Focus and concerted strength
Sundström is receiving an Advanced Grant of SEK 25 million from the European Research Council (ERC) for the five-year project “Enhancing emergency department safety, efficacy and cost-effectiveness by artificial intelligence”.
“The grant means a tremendous lot. Now we can focus, concert our strength and get results more rapidly. Our work is interdisciplinary, and we have multiple scientific problems to solve. The idea is that, ultimately, we’ll help emergency doctors, and the grant will enable us to integrate every component of the work and test how it works in reality.”
The scientists are going to develop AI-driven algorithms that estimate risk and are trained on health data from up to six million patient visits to accident and emergency (A&E) departments. Parameters include, for example, electrocardiograms (ECGs), reasons for visits, vital indicators, previous disease history and self-reported symptoms.
“We’re also focusing on new types of data, and we’ve developed a tool for depicting one’s own pain. Pain is the most common reason for A&E visits, but it’s hard to describe and document.”
Data of this type are suitable for AI, which is extremely good at pattern recognition. In particular, machines have the upper hand when it comes to rapidly processing huge quantities of data,” Sundström explains.
“As an A&E doctor, you may have just two minutes to read a patient’s medical records and get an idea of the situation before the ambulance arrives. It’s a very limited window for a person, but for AI two minutes is a long time.”
The plan is for the technology to have undergone clinical testing within the five-year project period. But there are some scientific problems to be resolved before this. For example, there are gaps or holes in the data collected from A&E departments. A patient admitted with a foot injury gets no ECG, for example.
Major scientific advance
Another challenge is to construct AI models that use varying types of data in a single system that can provide a coherent answer.
“These are difficult scientific challenges, so we’re excited about how well it’s going to succeed.
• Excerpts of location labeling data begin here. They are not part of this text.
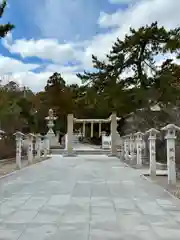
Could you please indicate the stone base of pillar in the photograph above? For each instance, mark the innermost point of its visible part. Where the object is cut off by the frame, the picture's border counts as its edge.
(139, 166)
(66, 154)
(152, 174)
(112, 155)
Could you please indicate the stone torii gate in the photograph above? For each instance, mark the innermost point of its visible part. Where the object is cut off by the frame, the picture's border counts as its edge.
(70, 124)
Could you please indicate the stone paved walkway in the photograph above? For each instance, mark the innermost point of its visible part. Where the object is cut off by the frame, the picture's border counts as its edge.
(86, 197)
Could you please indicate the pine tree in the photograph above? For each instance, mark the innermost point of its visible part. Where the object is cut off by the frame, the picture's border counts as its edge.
(4, 28)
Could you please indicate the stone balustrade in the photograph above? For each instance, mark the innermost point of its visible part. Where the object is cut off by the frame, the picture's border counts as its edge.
(132, 147)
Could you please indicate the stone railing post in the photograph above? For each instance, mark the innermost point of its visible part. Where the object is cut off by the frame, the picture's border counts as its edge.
(131, 139)
(113, 134)
(152, 150)
(122, 149)
(19, 137)
(30, 137)
(45, 150)
(70, 123)
(139, 146)
(170, 137)
(126, 147)
(38, 145)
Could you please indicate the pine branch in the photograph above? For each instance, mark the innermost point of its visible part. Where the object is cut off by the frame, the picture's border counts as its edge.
(2, 7)
(5, 28)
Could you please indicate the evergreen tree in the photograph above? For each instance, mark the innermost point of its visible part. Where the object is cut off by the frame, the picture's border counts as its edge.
(4, 28)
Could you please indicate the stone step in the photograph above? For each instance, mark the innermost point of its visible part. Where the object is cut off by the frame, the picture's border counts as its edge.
(82, 152)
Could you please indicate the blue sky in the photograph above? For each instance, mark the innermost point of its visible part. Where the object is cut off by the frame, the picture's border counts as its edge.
(61, 35)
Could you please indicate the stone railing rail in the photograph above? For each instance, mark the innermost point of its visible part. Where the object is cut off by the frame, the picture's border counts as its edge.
(133, 145)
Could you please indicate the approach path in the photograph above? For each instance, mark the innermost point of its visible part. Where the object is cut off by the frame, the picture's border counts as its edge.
(85, 198)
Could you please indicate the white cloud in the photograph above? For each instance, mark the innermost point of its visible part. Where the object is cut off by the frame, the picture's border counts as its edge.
(49, 49)
(9, 65)
(122, 1)
(137, 14)
(111, 20)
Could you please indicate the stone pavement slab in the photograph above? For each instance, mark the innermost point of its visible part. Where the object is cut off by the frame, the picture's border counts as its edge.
(85, 197)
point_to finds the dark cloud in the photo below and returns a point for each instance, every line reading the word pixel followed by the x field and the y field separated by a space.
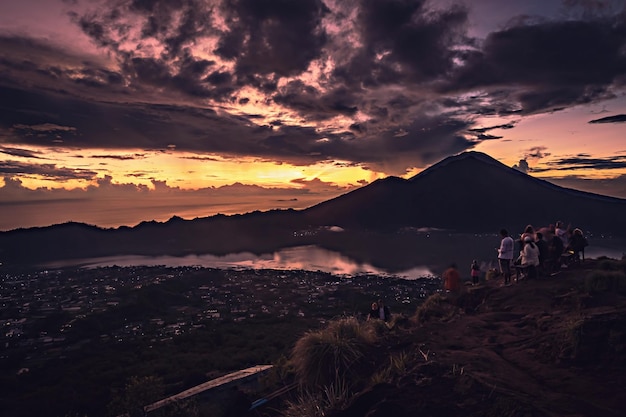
pixel 488 128
pixel 581 162
pixel 317 105
pixel 119 157
pixel 620 118
pixel 49 171
pixel 522 166
pixel 614 187
pixel 403 41
pixel 267 37
pixel 401 82
pixel 24 153
pixel 552 64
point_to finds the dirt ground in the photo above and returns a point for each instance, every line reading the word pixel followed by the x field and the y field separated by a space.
pixel 542 347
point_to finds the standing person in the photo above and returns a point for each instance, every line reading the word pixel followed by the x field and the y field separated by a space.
pixel 562 232
pixel 529 257
pixel 451 279
pixel 373 314
pixel 475 272
pixel 383 311
pixel 542 245
pixel 505 255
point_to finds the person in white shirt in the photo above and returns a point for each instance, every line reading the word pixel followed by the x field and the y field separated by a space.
pixel 505 255
pixel 529 257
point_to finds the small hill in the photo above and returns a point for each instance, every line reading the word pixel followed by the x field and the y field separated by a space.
pixel 469 192
pixel 554 346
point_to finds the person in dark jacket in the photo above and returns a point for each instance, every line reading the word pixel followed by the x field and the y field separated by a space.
pixel 543 252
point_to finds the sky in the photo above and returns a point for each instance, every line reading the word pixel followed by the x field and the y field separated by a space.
pixel 121 111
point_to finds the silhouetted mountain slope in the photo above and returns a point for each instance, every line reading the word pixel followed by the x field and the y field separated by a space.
pixel 258 232
pixel 470 192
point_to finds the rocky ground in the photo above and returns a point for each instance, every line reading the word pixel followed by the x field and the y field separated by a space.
pixel 543 347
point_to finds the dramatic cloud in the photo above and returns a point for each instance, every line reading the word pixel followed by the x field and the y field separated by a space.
pixel 385 86
pixel 550 64
pixel 43 206
pixel 620 118
pixel 582 162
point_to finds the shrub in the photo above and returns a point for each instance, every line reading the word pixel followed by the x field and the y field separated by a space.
pixel 333 397
pixel 432 307
pixel 333 355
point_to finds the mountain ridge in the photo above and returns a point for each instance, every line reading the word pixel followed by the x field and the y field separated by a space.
pixel 466 193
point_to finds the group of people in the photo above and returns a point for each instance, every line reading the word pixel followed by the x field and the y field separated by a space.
pixel 540 251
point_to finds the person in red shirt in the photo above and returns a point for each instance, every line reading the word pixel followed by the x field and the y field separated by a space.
pixel 452 279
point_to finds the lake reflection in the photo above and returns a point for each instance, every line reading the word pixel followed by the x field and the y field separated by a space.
pixel 308 258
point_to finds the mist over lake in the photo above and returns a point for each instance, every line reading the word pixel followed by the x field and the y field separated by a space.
pixel 436 251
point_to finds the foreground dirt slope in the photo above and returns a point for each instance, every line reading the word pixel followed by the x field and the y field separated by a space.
pixel 543 347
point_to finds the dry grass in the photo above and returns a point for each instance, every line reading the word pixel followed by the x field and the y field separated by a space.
pixel 335 354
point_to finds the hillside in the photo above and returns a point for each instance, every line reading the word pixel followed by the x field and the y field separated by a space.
pixel 470 192
pixel 549 347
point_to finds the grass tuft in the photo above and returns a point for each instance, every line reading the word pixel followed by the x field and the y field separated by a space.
pixel 334 354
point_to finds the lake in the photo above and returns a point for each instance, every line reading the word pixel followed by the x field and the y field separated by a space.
pixel 308 258
pixel 313 258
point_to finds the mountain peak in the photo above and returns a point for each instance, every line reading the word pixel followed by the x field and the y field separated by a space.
pixel 478 157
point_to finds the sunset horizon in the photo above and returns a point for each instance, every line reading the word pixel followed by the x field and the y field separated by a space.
pixel 118 113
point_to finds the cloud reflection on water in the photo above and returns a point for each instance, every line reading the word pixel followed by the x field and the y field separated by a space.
pixel 308 258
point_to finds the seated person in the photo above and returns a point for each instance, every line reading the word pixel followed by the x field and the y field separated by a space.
pixel 577 244
pixel 529 257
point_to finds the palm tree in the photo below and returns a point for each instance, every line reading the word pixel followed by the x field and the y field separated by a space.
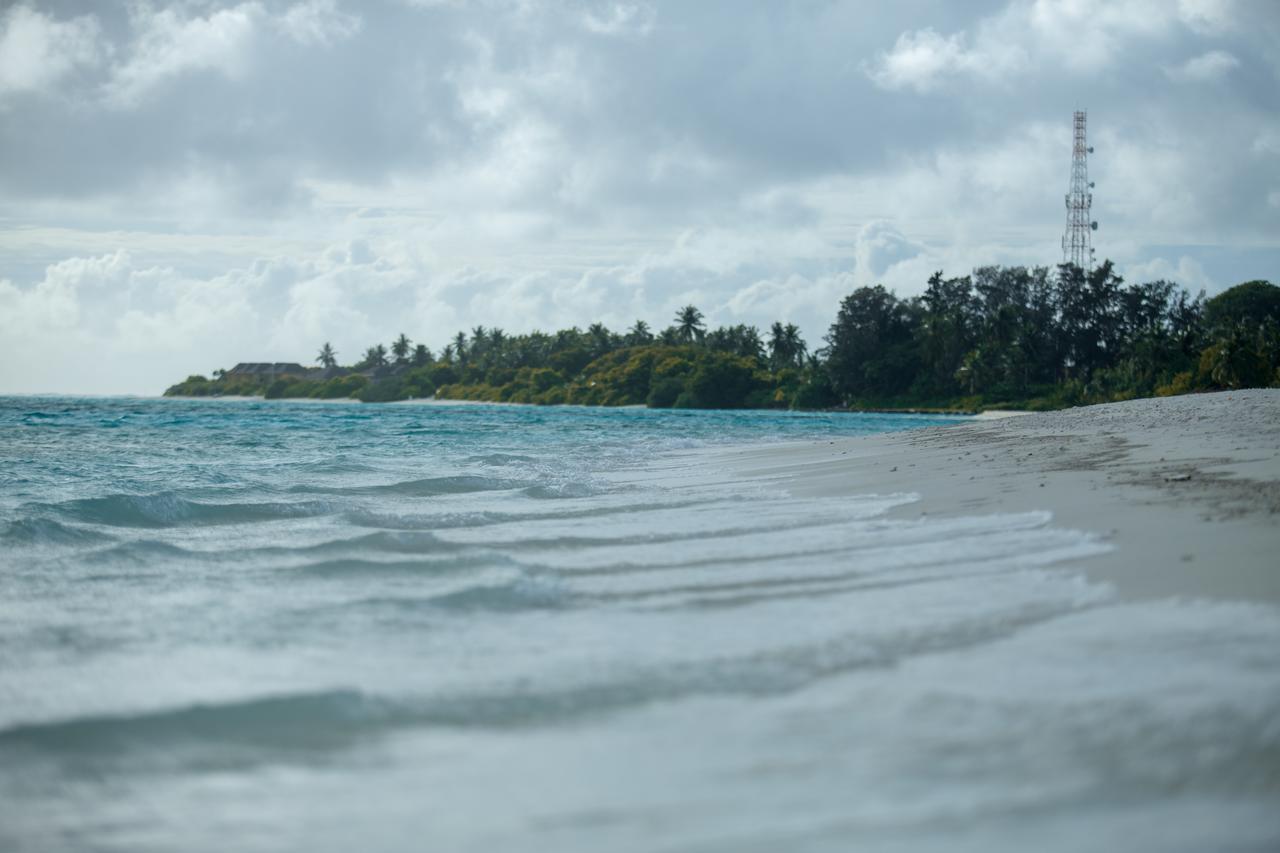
pixel 639 334
pixel 689 324
pixel 786 347
pixel 401 349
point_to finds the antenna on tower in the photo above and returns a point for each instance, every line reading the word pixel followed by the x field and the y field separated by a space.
pixel 1077 240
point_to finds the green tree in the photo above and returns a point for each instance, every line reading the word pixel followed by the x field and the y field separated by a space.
pixel 639 334
pixel 401 349
pixel 689 325
pixel 786 347
pixel 869 347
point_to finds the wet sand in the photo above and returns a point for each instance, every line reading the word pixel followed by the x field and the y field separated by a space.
pixel 1187 489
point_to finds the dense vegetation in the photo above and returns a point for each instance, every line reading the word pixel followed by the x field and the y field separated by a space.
pixel 1004 336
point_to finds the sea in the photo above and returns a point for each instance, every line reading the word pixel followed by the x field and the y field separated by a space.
pixel 265 625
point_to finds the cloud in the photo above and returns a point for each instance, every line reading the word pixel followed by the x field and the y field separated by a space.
pixel 300 170
pixel 620 19
pixel 318 22
pixel 1211 65
pixel 924 59
pixel 1185 270
pixel 168 45
pixel 1078 36
pixel 37 51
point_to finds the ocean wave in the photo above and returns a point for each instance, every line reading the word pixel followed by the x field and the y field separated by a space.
pixel 278 720
pixel 519 594
pixel 45 532
pixel 140 551
pixel 167 510
pixel 426 487
pixel 558 491
pixel 501 460
pixel 356 566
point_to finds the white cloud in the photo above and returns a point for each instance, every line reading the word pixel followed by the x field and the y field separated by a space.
pixel 923 59
pixel 318 22
pixel 1211 65
pixel 620 19
pixel 1185 270
pixel 1079 36
pixel 37 51
pixel 168 45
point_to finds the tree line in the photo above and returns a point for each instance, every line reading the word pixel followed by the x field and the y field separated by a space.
pixel 1001 336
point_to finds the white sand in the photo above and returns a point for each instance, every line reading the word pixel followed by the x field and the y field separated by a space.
pixel 1185 488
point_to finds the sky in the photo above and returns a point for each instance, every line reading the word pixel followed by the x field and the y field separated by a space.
pixel 195 183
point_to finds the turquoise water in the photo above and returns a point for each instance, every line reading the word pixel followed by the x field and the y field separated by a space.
pixel 272 625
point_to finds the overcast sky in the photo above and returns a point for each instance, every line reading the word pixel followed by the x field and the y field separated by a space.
pixel 190 185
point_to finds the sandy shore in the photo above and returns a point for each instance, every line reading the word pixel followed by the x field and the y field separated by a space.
pixel 1187 489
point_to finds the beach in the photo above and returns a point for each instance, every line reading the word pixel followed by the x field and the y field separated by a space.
pixel 1187 489
pixel 517 628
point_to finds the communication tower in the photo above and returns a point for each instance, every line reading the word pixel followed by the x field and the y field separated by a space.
pixel 1077 247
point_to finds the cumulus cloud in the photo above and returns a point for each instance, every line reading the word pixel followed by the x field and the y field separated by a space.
pixel 1080 36
pixel 168 45
pixel 1210 65
pixel 923 59
pixel 39 50
pixel 251 178
pixel 318 22
pixel 620 19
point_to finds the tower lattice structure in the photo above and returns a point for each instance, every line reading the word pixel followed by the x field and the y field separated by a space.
pixel 1077 241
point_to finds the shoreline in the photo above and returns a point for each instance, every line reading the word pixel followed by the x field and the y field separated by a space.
pixel 1185 489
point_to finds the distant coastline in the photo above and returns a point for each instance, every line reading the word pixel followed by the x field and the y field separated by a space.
pixel 1002 338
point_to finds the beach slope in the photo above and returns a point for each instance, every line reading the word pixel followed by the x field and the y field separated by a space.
pixel 1187 489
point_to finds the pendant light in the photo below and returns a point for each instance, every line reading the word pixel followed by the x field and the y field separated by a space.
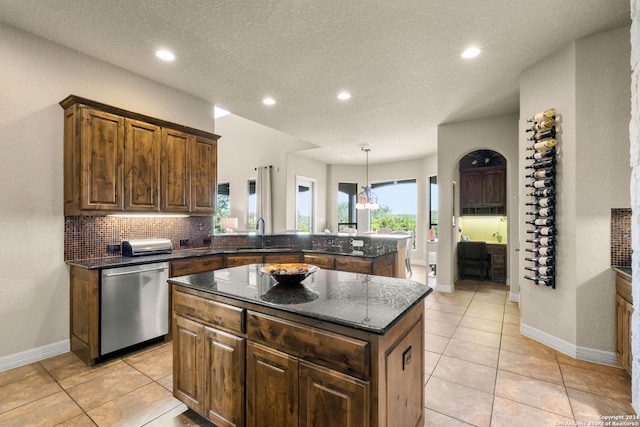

But the ERC grants go to projects with high risk and high potential. If it goes well, the scientific advances will be quite big,” Sundström says.
The scientists who are to work on the project belong to his research group in clinical epidemiology at the Department of Medical Sciences. In part, the research will be conducted at the Anders Wiklöf Institute for Heart Research, which shares premises with AI4Research, Uppsala University's AI initiative.
ERC Advanced Grant
- The European Research Council (ERC) is distributing a total of EUR 624.6 million to leading researchers in Europe in the form of its Advanced Grants awarded in 2021.
- Six of these grants have gone to researchers at higher education institutions in Sweden, including one to Uppsala University: Johan Sundström’s project “Enhancing emergency department safety, efficacy and cost-effectiveness by artificial intelligence”.